Hydrogen bonds and electrostatic interactions in 1:1 and 2:1 complexes of homarine with mineral acids studied by NMR, FTIR, DFT and X-ray diffraction

The 2:1 complexes of homarine (HOM) with HCl, HBr crystallized as monohydrates, while with HI, HNO3 and HClO4 as anhydride. In the crystal structure of bis(homarine) hydrochloride monohydrate, (HOM)2H·Cl·H2O, the homarine units are hemiprotonated, and form a nonplanar hemiconjugated cation linked by a short asymmetric O·H·O hydrogen bond of 2.449(3) Å. The COO groups are inclined by 82.6(1)° and 89.1(1)° to the plane of the pyridine rings. The H-bonded proton is closer to this HOM which has shorter contacts with the Cl− anion. The water molecules and Cl− anions are linked alternatively by hydrogen bonds of 3.168(3) and 3.210(3) Å into zigzag planar chains along the [c] axis. The Cl− anion additionally interacts electrostatically with two positively charged nitrogen atoms of the neighboring HOM molecules. Two most stable conformers of (HOM)2H·Cl·H2O and six others were analysed by the B3LYP/6-31G(d,p) calculations in order to determine the influence of the anion and water molecule on the hydrogen bonds in the homoconjugated HOM·H·HOM unit. Homarine with mineral acids also forms 1:1 complexes, which during recrystallization slowly convert into the 2:1 ones.
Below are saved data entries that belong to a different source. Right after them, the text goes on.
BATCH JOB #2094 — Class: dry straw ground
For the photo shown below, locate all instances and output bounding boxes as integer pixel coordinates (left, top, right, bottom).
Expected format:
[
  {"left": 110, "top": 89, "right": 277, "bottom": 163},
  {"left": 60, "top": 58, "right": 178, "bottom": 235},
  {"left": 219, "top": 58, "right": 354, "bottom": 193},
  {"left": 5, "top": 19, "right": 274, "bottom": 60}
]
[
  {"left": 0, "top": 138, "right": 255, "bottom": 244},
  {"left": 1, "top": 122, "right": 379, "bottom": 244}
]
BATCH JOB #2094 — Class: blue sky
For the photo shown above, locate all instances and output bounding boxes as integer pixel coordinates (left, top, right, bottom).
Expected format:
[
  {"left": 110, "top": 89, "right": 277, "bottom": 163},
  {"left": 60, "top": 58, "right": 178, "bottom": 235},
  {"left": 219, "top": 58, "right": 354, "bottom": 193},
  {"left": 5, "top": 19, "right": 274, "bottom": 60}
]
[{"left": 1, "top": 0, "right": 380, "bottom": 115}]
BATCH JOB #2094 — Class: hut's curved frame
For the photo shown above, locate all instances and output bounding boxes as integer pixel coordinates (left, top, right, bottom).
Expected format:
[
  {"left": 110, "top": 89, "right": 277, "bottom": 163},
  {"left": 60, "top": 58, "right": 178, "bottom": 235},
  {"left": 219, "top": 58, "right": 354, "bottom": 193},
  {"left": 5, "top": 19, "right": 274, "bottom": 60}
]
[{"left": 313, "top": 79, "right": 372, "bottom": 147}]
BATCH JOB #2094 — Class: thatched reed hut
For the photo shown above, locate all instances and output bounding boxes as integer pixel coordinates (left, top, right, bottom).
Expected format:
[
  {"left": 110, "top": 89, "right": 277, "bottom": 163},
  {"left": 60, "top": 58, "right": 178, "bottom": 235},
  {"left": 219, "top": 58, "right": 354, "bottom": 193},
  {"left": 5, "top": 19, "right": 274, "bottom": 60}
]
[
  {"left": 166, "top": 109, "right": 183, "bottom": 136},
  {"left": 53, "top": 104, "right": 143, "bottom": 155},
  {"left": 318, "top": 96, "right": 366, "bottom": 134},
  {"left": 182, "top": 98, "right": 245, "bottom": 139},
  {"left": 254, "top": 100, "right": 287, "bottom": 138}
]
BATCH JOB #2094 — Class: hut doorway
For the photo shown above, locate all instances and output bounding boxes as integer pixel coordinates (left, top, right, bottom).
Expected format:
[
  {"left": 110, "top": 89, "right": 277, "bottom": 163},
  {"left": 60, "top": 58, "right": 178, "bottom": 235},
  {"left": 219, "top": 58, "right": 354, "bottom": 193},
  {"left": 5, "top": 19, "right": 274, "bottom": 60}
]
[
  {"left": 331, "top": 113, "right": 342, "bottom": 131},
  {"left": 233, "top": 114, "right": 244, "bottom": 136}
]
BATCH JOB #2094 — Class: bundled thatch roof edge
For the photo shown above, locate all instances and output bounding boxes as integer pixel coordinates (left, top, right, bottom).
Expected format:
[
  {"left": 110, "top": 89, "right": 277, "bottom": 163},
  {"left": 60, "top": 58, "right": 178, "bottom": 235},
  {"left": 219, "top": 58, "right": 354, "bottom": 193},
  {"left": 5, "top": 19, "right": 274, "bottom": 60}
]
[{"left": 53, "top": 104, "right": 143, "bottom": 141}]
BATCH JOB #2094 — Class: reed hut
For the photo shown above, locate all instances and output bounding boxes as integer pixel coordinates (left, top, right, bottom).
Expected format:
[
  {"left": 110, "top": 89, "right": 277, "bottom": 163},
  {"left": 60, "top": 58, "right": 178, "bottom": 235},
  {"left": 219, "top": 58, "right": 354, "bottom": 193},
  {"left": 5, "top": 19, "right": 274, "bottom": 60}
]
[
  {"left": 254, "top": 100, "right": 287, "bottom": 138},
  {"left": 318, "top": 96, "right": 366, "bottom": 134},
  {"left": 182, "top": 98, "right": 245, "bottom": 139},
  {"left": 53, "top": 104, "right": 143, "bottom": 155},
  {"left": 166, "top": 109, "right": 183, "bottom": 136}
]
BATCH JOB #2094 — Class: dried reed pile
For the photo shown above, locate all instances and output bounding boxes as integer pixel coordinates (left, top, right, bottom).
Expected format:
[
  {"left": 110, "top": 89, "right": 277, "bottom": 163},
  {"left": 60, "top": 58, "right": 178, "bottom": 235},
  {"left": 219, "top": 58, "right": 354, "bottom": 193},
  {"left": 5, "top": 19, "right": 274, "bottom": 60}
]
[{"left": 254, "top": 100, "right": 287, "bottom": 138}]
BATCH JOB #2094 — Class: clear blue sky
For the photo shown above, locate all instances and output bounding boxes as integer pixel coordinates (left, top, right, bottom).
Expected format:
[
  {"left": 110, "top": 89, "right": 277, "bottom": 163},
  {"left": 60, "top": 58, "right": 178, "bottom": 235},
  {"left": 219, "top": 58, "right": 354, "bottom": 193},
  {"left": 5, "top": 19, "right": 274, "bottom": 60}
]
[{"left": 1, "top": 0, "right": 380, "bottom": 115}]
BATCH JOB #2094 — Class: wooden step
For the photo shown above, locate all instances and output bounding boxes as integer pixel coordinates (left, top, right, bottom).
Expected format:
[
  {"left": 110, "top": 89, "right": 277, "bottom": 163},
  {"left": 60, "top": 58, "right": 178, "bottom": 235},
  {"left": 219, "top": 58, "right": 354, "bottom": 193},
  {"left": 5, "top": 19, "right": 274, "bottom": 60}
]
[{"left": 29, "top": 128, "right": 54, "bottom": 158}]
The FTIR spectra of the 2:1 complexes show a broad and intense absorption in the 1500–400 cm−1 region, typical of short hydrogen bonds. In the 1:1 complexes a proton is transferred from the acid to HOM and the anions are bonded with the carboxylic group, COOH⋯X−. The absorption due to the νOH vibration depends on the anion and appears in the 3100–1850 cm−1 region. The proton and carbon-13 chemical shifts of the complexes in D2O have been determined and discussed.